Start a conversation. I have a group of friends I know now to chat to, but probably wouldn't go up to someone on their own at this stage (past reception) in case I looked like a mad stalker. No idea why I have decided they would think that, but I do.

Also preoccupied at drop off about did I shout at the children, was I harsh about X, how do I get out of DC's class after taking him on as advised when we everyone else stays so he wants me to / how much of tit have i made of myself so far today.......

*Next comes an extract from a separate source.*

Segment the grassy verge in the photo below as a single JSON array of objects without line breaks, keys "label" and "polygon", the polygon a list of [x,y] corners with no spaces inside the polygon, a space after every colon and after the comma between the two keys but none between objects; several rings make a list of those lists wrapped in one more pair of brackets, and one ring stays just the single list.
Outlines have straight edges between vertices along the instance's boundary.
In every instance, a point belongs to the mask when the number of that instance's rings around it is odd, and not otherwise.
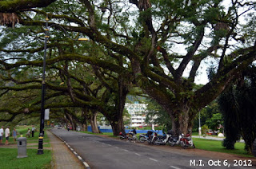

Everyone is caught up in their own worlds.

Bogeyface · 06/10/2016 13:12

I talk to 2 people at school, one a friend I have had for over 25 years who recently moved back to the village and one I have made friends with through DD. I make a point of talking to them if I see them but I dont seek them out, and they dont seek me out as we are all busy. Everyone else doesnt get ignored exactly, just that they dont really register as I am there to pick my kids up and get down to H's work to pick him up asap as it tight timing wise.

I agree that you are expecting too much. People have other things on their minds!

Bogeyface · 06/10/2016 13:13

That said, if you are looking to make friends then try the PTFA or volunteering at fetes etc, as it gives you a legitimate reason, and opportunity, to get to know people.

user1474627704 · 06/10/2016 13:48

I'd hate to just "drop and run" for me it's quite important to have some kind of exchange with other mums

Thats nice for you, but it doesn't mean there is anything wrong with people who don't want that.

Pettywoman · 06/10/2016 13:53

I feel like that sometimes and I've done the school run twice daily for six years. I'm not very good at butting in on conversations so if someone doesn't actively include me or look like they're on their own too then I find a corner and am Johnny no mates. It can be awkward. I also can't be arsed with many of them.

NavyandWhite · 06/10/2016 13:56

This reply has been deleted

Message withdrawn at poster's request.